A FORMER asylum seeker who fled Pakistan due to threats from extremists is being ordained as a Church of Scotland minister today.
Raheel Arif is being inducted into Denny Old Parish Church linked with Haggs Parish Church and will become its first full-time minister for five and a half years.
The 47-year-old said he was very excited about taking up this “wonderful and priceless ministry” in the Falkirk Council district.
Arif, his wife Humaira and their children, Rhea and Roshaan, fled to Scotland from Pakistan in September, 2011 after receiving death threats from extremists because of their faith.

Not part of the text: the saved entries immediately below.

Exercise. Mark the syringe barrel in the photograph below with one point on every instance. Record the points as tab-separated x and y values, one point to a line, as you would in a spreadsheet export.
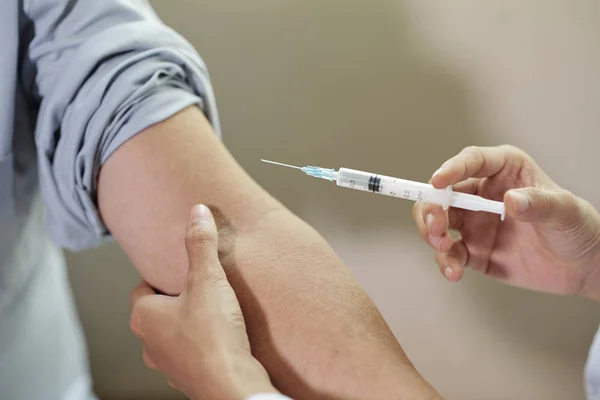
415	191
389	186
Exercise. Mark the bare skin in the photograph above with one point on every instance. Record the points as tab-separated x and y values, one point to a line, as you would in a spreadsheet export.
310	324
549	242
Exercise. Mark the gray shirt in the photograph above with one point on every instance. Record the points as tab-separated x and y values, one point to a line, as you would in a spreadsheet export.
77	79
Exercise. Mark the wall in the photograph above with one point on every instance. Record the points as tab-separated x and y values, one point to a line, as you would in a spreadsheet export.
394	87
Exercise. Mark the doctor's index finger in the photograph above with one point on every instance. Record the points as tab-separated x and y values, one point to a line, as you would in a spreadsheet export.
474	162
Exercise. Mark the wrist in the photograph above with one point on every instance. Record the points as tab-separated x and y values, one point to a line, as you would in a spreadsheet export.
232	377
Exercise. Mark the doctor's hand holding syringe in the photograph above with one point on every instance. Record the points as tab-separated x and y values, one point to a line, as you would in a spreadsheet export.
549	241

At the time he was the vice-principal of a secondary school in Peshawar. Arif said conspirators tried to have him arrested for blasphemy. They were unsuccessful but a complaint led to him being demoted to his previous role as a biology teacher.
The family travelled to Grangemouth to visit his cousin Rev Aftab Gohar, minister of Abbotsgrange Parish Church, in the summer of 2011. But when they returned to Peshawar two months later it quickly became clear that his situation had escalated so they decided to return to Scotland and seek asylum.
Arif said: “We were living a good life in Peshawar. We had a nice home and my wife and I both had good jobs but extremists kept threatening us. It was a terrifying, horrible situation and I was very scared.
“At first the threats were only directed at me and I thought things would calm down in time. But when people came to my house and threatened my family I knew that we had to leave.”
The family applied for asylum the day they arrived in Glasgow and have since been granted indefinite leave to remain.
READ MORE: Scottish city has more asylum seekers than any other UK council area
Arif, who has a masters degree in botany and a bachelor’s degree in education, carried out his 15 month probation at Zetland Parish Church in Grangemouth.
“Since the time I preached as sole nominee, I, along with my family have been overwhelmed by the welcome and love,” he said Arif said he and his wife and son and daughter, who are aged 10 and 16 respectively, love Scotland and have applied for British citizenship. “It is a lovely country and it reminds me of my province in Pakistan because it is similar in terms of the landscape and the weather,” he added.